Laut der Sprecherin hat Russland vom Westen kein einziges Wort gehört, dass er die Energieblockade der Krim verurteile, obwohl die Beschädigung der Zivilinfrastruktur in den internationalen Abkommen als Akt des Terrorismus eingestuft werde.
Russlands Außenministerium würde alles daran setzen, damit ausländische Journalisten die Möglichkeit bekämen, auf die Kim zu reisen und Informationen aus erster Hand zu erhalten.

Vertreter der westlichen Länder selbst besuchten die Krim nicht und verhinderten Sacharowas Ansicht nach dabei die Einreise von Journalisten.

Zudem sagte Sacharowa, dass die Verfälschung der Informationen über die Situation auf der Halbinsel, darunter auch die Lage der Krim-Tataren, eine Einmischung in die inneren Angelegenheiten Russlands darstelle.

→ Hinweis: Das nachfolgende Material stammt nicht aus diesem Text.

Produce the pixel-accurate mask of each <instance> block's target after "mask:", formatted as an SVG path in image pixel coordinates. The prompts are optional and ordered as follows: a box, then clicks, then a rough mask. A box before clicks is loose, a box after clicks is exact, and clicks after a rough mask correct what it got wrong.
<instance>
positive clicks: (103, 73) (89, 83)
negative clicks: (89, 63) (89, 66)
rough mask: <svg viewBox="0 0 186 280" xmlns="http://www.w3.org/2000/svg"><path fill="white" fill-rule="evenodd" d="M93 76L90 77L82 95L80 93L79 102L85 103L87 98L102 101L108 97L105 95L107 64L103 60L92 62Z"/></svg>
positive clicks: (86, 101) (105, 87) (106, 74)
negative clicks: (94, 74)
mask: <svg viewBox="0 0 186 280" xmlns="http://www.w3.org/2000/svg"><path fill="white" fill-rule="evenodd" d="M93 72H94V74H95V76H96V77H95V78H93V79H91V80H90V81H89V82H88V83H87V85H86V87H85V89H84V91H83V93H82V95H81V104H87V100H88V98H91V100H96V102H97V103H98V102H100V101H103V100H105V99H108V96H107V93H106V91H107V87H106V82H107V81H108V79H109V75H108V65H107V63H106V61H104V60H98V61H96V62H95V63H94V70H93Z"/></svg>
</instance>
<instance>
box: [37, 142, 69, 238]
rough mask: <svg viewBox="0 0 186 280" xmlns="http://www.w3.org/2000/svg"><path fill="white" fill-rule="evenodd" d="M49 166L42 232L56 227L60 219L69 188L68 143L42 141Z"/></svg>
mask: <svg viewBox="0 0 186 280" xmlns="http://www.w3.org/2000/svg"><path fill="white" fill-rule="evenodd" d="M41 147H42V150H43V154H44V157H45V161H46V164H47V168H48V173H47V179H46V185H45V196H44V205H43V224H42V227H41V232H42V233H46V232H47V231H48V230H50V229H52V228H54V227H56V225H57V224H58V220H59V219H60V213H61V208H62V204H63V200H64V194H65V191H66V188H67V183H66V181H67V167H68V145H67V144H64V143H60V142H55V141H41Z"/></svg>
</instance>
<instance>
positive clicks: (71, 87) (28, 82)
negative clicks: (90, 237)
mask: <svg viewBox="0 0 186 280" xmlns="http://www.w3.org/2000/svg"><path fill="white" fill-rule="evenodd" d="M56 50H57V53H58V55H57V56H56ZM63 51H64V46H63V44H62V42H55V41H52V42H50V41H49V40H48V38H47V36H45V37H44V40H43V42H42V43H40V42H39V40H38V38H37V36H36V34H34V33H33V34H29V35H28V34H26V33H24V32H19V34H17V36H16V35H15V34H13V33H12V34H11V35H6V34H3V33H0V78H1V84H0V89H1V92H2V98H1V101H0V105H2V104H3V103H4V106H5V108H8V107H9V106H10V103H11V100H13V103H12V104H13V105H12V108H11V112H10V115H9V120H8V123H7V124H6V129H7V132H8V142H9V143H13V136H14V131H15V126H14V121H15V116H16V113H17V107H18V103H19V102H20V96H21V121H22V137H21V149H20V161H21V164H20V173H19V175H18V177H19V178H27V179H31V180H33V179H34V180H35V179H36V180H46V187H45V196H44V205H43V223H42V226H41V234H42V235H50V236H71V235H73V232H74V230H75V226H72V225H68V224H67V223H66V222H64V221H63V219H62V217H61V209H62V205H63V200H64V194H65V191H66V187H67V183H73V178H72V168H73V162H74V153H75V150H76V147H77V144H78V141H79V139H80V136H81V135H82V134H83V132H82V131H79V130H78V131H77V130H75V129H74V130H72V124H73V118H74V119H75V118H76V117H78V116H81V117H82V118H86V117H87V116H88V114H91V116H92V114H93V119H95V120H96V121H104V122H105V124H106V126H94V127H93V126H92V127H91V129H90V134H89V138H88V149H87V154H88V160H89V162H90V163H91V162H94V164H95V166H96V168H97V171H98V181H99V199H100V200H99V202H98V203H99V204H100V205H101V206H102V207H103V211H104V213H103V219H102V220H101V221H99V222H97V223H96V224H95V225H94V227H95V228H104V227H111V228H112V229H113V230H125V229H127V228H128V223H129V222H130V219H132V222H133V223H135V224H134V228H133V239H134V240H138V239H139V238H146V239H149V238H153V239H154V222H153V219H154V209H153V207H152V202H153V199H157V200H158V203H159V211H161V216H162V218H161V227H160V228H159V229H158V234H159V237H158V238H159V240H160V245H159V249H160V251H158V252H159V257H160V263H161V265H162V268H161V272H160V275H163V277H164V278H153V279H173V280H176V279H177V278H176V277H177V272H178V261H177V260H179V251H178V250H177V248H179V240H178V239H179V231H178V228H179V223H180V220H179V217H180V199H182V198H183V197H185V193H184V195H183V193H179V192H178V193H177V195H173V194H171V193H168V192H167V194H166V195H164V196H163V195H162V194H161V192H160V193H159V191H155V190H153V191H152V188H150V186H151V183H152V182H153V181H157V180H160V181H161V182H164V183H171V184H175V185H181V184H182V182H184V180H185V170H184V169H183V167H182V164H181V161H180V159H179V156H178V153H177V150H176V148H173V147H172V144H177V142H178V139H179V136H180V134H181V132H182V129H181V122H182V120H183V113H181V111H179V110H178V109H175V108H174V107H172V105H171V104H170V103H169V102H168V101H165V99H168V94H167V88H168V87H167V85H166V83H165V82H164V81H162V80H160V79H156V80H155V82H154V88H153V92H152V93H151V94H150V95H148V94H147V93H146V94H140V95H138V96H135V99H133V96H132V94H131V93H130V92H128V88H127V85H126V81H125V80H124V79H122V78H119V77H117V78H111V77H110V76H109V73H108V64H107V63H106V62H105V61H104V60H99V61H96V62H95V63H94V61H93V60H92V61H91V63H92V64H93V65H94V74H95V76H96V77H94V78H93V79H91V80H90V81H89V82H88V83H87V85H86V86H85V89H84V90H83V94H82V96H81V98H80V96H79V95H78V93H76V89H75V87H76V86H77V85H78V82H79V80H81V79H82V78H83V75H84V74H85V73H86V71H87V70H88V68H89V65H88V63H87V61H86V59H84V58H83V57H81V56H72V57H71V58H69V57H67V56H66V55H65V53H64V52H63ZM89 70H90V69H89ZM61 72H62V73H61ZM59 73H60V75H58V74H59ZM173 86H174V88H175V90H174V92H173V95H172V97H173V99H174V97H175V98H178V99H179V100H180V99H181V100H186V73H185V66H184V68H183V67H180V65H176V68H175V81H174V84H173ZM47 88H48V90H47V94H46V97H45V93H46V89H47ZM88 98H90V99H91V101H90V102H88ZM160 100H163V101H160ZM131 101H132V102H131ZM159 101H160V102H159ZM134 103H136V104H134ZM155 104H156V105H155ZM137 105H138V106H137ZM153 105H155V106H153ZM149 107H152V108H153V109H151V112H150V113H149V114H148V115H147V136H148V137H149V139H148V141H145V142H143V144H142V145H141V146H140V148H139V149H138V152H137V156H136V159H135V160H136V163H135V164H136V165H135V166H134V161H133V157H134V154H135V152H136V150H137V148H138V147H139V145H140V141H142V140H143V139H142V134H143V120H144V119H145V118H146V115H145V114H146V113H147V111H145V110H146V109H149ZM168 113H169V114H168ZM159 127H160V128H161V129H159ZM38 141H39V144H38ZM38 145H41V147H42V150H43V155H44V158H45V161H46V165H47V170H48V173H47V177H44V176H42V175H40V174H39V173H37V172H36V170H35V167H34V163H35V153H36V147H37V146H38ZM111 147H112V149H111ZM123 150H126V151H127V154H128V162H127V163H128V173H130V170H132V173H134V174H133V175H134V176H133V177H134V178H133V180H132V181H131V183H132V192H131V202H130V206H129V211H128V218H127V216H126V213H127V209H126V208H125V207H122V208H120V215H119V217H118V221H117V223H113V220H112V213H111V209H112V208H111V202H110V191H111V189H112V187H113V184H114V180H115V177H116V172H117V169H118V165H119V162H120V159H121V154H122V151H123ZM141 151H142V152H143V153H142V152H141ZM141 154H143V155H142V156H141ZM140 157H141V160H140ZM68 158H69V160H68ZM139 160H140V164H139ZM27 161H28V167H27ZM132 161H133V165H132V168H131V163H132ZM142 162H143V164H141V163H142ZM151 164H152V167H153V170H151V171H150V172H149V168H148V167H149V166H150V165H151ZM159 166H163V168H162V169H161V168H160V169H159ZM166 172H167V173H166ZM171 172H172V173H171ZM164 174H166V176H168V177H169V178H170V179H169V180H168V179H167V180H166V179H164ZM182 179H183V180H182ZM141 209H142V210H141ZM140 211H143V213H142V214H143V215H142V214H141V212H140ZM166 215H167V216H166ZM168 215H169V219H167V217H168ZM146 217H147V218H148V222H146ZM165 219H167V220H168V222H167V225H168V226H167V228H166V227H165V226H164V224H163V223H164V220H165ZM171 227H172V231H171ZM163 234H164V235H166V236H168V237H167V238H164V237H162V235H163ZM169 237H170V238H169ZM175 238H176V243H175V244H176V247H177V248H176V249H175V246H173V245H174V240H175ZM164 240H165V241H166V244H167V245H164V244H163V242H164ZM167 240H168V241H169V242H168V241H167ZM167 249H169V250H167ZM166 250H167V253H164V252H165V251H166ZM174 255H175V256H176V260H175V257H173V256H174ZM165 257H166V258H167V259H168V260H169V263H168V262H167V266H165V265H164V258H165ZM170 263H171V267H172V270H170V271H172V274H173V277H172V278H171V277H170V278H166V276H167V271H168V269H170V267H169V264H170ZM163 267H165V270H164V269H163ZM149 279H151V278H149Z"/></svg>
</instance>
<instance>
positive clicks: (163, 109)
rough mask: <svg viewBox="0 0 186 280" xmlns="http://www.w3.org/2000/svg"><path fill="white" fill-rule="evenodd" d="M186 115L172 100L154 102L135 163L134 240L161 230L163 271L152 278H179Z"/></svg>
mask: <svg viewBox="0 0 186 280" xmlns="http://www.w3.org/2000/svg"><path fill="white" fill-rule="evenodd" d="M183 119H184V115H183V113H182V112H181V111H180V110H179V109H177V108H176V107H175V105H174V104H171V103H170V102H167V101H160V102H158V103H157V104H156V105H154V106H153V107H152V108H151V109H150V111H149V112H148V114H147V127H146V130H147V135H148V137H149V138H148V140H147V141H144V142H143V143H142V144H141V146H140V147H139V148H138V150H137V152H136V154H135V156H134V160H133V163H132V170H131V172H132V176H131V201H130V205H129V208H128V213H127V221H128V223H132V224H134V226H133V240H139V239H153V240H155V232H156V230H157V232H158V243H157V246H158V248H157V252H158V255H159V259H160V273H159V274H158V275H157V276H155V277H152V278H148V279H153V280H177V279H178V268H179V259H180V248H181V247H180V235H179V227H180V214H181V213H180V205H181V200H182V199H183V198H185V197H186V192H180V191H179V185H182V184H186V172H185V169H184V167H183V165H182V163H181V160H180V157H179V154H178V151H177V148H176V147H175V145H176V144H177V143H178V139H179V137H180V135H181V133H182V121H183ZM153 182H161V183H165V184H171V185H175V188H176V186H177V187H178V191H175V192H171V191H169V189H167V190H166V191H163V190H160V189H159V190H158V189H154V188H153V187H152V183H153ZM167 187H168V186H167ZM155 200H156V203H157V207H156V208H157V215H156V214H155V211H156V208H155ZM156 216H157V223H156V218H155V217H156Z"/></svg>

Das Forum „Offene Krim: Mit eigenen Augen“ findet am 11. und 12. Juni in Aluschta (auf der Krim) statt. Daran sind Politikwissenschaftler, Experten und Journalisten aus Europa, darunter aus Großbritannien, Deutschland und Frankreich, sowie aus Asien und Lateinamerika beteiligt.
Die Halbinsel Krim und die Stadt Sewastopol hatten sich im Marz 2014 mit Russland wiedervereinigt, nachdem die Krim-Bewohner per Referendum den gewaltsamen Machtwechsel im Februar 2014 in Kiew als illegal abgelehnt und für den Beitritt zu Russland mit 96,77 Prozent bzw. 95,6 Prozent gestimmt hatten.